Pour répondre aux besoins des populations, notamment les salariés en horaires décalés, la ville a été à l’origine d’une intervention publique unique dans les villes de la proche couronne. Elle a décidé la création du réseau de bus intramuros T’Bus, pris à sa charge les déficits inhérents à l’exploitation de certaines lignes comme la 619, et mis en œuvre le système de transport à la demande Filéo (anciennement « Allo Bus ») pour favoriser l’accès des populations aux emplois de l’aéroport, 24 heures sur 24, et 7 jours sur 7. À la tête de l’association des maires de la ligne B du RER, la ville a aussi obtenu le schéma de rénovation du RER B (RER B Nord +), en cours de finalisation.

Ces engagements, qui ne correspondent à aucune compétence obligatoire des villes, contrebalancent une inégalité territoriale héritée de l’ancienne Seine-et-Oise.
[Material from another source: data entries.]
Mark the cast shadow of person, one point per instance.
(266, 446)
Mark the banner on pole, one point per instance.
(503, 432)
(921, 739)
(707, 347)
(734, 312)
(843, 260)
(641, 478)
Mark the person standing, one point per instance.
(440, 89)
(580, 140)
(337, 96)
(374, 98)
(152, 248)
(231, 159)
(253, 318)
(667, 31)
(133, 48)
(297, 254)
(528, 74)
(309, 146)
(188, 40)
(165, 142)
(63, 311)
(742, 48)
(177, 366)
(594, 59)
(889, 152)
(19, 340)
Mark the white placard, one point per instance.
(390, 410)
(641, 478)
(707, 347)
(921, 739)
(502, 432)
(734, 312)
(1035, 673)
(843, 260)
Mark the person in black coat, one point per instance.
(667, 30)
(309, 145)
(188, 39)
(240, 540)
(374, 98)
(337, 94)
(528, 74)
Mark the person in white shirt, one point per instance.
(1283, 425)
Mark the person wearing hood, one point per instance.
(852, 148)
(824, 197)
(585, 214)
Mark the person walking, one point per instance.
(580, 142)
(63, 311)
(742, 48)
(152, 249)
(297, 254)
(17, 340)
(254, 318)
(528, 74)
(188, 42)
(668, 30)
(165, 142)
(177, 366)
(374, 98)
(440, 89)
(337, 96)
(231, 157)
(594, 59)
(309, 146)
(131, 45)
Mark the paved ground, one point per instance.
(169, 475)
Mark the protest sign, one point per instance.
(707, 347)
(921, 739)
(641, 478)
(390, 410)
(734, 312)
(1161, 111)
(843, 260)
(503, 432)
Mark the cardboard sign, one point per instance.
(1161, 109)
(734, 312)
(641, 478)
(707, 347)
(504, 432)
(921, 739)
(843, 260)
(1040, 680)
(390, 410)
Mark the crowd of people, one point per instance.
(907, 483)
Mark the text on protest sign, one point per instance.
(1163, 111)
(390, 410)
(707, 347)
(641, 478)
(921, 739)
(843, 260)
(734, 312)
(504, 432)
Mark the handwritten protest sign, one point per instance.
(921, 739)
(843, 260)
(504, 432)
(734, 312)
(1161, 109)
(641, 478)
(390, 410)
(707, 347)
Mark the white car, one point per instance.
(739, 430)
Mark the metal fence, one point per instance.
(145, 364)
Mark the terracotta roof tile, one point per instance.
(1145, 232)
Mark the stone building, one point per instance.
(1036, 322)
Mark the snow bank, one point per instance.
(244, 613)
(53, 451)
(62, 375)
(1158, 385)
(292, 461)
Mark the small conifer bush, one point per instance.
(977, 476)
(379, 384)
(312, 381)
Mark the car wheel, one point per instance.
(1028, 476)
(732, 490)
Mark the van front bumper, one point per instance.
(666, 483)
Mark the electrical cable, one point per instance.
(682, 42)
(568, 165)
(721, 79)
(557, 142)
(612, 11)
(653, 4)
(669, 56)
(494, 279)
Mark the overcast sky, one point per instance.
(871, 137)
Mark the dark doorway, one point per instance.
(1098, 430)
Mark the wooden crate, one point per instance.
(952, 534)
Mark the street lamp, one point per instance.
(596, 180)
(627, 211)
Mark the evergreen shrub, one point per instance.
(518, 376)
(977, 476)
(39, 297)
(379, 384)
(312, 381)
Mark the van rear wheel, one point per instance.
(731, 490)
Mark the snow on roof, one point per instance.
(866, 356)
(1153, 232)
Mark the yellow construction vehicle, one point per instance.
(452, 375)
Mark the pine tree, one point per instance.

Mais ils restent insuffisants. C’est pourquoi, Tremblay, avec la Communauté d’agglomération, Terres de France dont elle est fait partie, conditionne la réalisation du réseau Grand Paris Express, dont une gare est prévue sur la future zone d’activité Sud CDG, au développement d’une desserte de proximité par des liaisons de banlieue à banlieue.

Dans le cadre du Plan de déplacement urbain d’Île-de-France, qui vise à faciliter la mobilité de tous, la gare du Vert-Galant refaite à neuf est devenue un vrai pôle multimodal, avec la création d’une gare routière, la reconfiguration du stationnement et le développement d’un réseau de liaisons douces en site propre pour les bus, les cyclistes et les piétons.